I'm so sory for your loss.

I miscarried my first baby naturally (He was 13 weeks). It took a few weeks total from the time he died. This past time I went to the hospital to have labor induced for reasons similar to what you stated. It was right before Christmas and I didn't want to be miscarrying Christmas day. I would have taken cytotec at home but because I was (again) 13 weeks it had to be done in the hospital. You could see about having a medical induction at home if you want to speed things up. I was induced 13 days after he died this past time and had no signs of starting to miscarry naturally. Because medical induction is a little (or a lot, depending on your experience) harder on you, you may be able to wait another week or so to see if it will happen on its own before trying cytotec.


----------



## thecoffeebean (Apr 11, 2011)

Lisanne, I'm so sorry for your loss. We were both in the Aug DDC. How are you doing? Still waiting? I found out yesterday (10w3d) that my baby had no heartbeat and had passed at around 8 weeks, too. Now I'm waiting to miscarry at home. I am bleeding on and off and starting to cramp pretty steadily, but I don't know how much longer this will take. I had a D&C for my 8 wk miscarriage so this is all new. I'm thinking of you and hoping your body starts the process soon.


----------



## M Anna (May 27, 2011)

Lisanne, how are you doing today?

Coffee, I'm so sorry. (((hugs)))


----------



## Lisanne (Jun 11, 2008)

Still waiting. Nothing has changed. The first few days were really hard, but for now I'm just staying busy. My baby turns 3 soon so I'm planning her party and my 5 year old starts a new level of swim lessons today. I'm painting the master bathroom too. It was a dark purple-red and I know I'll be spending some time in there soon and wanted a nice soothing color.

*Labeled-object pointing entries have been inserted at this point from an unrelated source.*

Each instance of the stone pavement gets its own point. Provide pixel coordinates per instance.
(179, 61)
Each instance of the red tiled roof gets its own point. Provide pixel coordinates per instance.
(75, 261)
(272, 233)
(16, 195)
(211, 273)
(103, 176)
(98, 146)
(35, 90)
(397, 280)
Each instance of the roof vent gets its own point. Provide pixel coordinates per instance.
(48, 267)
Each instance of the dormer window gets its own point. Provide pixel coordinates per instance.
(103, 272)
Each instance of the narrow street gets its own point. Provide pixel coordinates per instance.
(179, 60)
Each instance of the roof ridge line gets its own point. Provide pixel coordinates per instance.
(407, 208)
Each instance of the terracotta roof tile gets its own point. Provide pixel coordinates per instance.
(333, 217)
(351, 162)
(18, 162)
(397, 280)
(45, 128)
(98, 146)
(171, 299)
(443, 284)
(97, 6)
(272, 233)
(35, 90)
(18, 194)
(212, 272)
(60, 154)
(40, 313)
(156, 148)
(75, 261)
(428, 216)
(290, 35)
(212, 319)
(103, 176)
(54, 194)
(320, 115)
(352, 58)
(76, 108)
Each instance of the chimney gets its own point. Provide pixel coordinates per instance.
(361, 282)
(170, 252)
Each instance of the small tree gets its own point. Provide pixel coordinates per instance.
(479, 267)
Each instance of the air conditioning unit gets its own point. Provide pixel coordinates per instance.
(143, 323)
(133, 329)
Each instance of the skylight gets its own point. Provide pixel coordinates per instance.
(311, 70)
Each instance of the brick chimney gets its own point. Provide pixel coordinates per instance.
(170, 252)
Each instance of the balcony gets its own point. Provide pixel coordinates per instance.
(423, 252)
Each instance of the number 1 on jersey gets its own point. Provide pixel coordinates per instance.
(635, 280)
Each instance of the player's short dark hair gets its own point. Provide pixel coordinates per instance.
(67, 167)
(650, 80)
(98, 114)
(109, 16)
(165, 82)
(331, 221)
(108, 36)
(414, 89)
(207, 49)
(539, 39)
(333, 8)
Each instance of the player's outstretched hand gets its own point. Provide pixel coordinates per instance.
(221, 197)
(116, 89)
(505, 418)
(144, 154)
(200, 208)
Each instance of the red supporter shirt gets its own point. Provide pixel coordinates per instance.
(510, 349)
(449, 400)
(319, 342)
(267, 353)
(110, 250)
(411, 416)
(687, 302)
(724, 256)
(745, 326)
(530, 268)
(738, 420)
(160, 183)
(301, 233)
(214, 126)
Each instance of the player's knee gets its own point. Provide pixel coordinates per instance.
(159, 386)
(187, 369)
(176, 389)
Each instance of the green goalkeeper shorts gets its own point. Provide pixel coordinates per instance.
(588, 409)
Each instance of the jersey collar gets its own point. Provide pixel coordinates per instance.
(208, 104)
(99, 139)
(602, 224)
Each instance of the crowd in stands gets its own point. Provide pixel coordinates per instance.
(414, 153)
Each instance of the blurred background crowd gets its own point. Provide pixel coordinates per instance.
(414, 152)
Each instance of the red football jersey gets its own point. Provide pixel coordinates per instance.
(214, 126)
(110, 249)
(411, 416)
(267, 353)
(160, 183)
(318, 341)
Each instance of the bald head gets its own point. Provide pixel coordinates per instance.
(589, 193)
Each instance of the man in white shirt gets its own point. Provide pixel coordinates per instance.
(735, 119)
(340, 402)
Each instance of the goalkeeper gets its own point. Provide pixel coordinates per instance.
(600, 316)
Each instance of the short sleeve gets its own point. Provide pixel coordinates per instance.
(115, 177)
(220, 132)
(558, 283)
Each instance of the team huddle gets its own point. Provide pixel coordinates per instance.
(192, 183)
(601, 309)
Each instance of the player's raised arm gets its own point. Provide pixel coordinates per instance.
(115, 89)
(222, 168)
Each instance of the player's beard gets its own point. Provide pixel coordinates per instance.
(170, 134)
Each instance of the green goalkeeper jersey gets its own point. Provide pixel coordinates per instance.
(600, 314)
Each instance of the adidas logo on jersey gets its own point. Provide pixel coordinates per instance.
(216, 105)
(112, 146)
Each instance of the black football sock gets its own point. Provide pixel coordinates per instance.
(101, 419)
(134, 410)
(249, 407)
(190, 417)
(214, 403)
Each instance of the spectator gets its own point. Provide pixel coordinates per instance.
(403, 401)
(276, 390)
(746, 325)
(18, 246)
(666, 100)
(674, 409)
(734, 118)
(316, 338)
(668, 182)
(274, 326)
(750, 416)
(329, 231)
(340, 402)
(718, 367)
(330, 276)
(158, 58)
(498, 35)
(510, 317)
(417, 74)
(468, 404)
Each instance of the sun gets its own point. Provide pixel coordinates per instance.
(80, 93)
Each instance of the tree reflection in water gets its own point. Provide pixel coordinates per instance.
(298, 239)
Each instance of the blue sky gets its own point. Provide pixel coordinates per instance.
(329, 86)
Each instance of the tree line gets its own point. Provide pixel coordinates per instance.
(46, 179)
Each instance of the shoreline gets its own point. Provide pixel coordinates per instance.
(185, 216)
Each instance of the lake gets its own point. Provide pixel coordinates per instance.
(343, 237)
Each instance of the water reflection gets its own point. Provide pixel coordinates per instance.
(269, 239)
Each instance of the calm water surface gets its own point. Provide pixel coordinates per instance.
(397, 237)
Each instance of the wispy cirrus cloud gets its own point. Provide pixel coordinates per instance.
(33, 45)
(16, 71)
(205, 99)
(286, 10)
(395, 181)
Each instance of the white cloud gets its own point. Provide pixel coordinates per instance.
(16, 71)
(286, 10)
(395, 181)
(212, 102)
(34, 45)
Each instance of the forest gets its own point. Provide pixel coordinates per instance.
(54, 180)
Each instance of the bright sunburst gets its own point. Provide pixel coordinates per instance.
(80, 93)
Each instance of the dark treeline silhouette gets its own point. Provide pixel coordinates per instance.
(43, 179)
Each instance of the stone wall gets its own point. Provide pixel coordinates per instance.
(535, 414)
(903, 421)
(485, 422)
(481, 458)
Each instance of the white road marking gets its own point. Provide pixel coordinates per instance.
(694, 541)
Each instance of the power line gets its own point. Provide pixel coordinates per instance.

Coffee. I'm sorry that you are joining me here


----------



## thecoffeebean (Apr 11, 2011)

Lisanne, I'm glad you are keeping busy right now. It is helping me cope. I've been on a sewing binge since I found out two days ago. I've made or repaired probably 20+ things, it's kind of out of control. It's making me feel a lot better, though, to be creating instead of waiting around.


----------



## Lisanne (Jun 11, 2008)

I think keeping busy is really all you can do. I've had an awful head cold all week that is not helping. I need my head to stop pounding.


----------



## M Anna (May 27, 2011)

I kept busy too while I was waiting for my last baby to be born. (He was induced 13 days after he died.) I sewed a little gown for him and some blankets, lined a basket, etc. Kind of anything I could do to keep busy.


----------



## Lisanne (Jun 11, 2008)

If you don't mind me asking M Anna, how was the induction? I have an appointment on the 12th and if nothing has happened by then I know they will want to do something. I'm not sure how long I can hold them off. And I want do be done before my husband deploys so I won't be alone.


----------



## M Anna (May 27, 2011)

The story of my last miscarriage is here (it's the last one on the page - Andrew). Now, remember that my baby was 13 weeks when he died (we induced 13 days later), so I couldn't do this at home. Your experience would likely be a bit different. If you look on the birth stories thread here on the loss board you will probably find some at-home inductions at closer to 8 weeks. Several people who post here have had at-home inductions and maybe one of them will speak up. It may be worth the induction to know that your husband will be able to be with you.


----------



## thecoffeebean (Apr 11, 2011)

I miscarried last night, just In time before the appointment I had for this morning to discuss induction. I am so relieved. It was 10 times LESS awful than I envisioned. I am sad that I'm not pregnant, but I'm just so grateful that I didn't need the medication for induction.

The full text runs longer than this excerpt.